Lorsqu'il fut dit que Jésus se faisait appeler le Christ, le Roi des
Juifs, Pilate sembla pensif. Il alla de la terrasse dans la salle du tribunal
qui y était attenante, jeta en passant un regard attentif sur Jésus, et ordonna
aux gardes de le lui amener dans la salle. Pilate était un païen superstitieux,
d'un esprit mobile et facile à troubler ; il avait ouï parler vaguement des
enfants de ses dieux qui avaient vécu sur la terré ; il n'ignorait pas non plus
que les prophètes des Juifs leur avaient annoncé depuis longtemps un oint du
Seigneur, un Roi libérateur et Rédempteur, et que beaucoup de Juifs
l'attendaient. Il savait aussi que des rois de l'Orient étaient venus vers le
vieil Hérode, pour rendre hommage à un roi nouveau-né des Juifs, et qu'Hérode,
à cette occasion, avait fait égorger un grand nombre d'enfants.
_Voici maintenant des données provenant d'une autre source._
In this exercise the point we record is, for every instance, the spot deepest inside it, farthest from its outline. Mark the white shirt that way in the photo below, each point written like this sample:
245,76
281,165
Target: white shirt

Il avait bien
ouï parler de ces traditions sur un Messie et un Roi des Juifs ; mais il n'y
croyait pas, en païen qu'il était, et, s'il avait cherché à s'en rendre compte,
il se serait figuré, comme les Juifs instruits d'alors et les Hérodiens, un roi
puissant et victorieux. Il lui parut d'autant plus ridicule qu'on accusât cet homme
qui paraissait devant lui dans un tel état d'abaissement et de souffrance, de
s'être donné pour ce Messie et ce Roi. Mais les ennemis de Jésus avant présenté
ceci comme une attaque aux droits de l'empereur, il fit amener le Sauveur
devant lui pour l'interroger.
Pilate regarda Jésus avec étonnement, et
lui dit : Tu es donc le Roi des Juifs ? et Jésus répondit : Dis-tu cela de toi-même, ou est-ce que
d'autres te l'ont dit de moi ? Pilate
choqué que Jésus pût le croire assez extravagant pour adresser de lui-même une
semblable question à un pauvre homme dans un état si misérable lui dit avec
quelque dédain : Suis-je un Juif pour
m'occuper de pareilles misères ? Ton peuple et ses prêtres t'ont livré à moi
comme ayant mérité la mort pour cela. Dis-moi ce que tu as fait. Jésus lui dit
avec majesté : Mon royaume n'est pas de ce monde. Si mon royaume était de ce
monde, j'aurais des serviteurs qui combattraient pour m'empêcher de tomber
entre les mains des Juifs : mais mon royaume n'est pas de ce monde. Pilate fut
quelque peu troublé à ces graves paroles, et lui dit d'un ton plus sérieux :
Es-tu donc roi ? Jésus répondit : Comme tu le dis, je suis Roi. Je suis né et
je suis venu dans ce monde pour rendre témoignage à la vérité. Quiconque est de
la vérité entend ma voix. Pilate le regarda, et dit en se levant : La
vérité ! Qu'est-ce que la vérité ? il y eut encore quelques paroles, dont je ne
me souviens pas bien.
Pilate revint sur la terrasse. Il ne pouvait pas comprendre Jésus ; mais
il voyait bien que ce n'était pas un roi qui pût nuire à l'empereur, puisqu'il
ne prétendait à aucun royaume dans ce monde. Or, l'empereur s'inquiétait peu
des royaumes de l'autre monde. Il cria donc aux Princes des Prêtres, du haut ce
la terrasse : Je ne trouve aucun crime en cet homme. Les ennemis de Jésus
s'irritèrent, et ce fut un torrent d'accusations contre lui. ! Mais le Sauveur
restait silencieux, et priait pour les pauvres hommes : et lorsque Pilate, se
tournant vers lui, lui dit : N'as-tu rien à répondre à ces accusations ? Jésus
ne répondit pas un mot au point que Pilate, surpris, lui dit encore : Je vois
bien qu'ils font des mensonges contre toi. (au lieu du mot mensonges, il se
servit d'un autre terme que j'ai oublié.) .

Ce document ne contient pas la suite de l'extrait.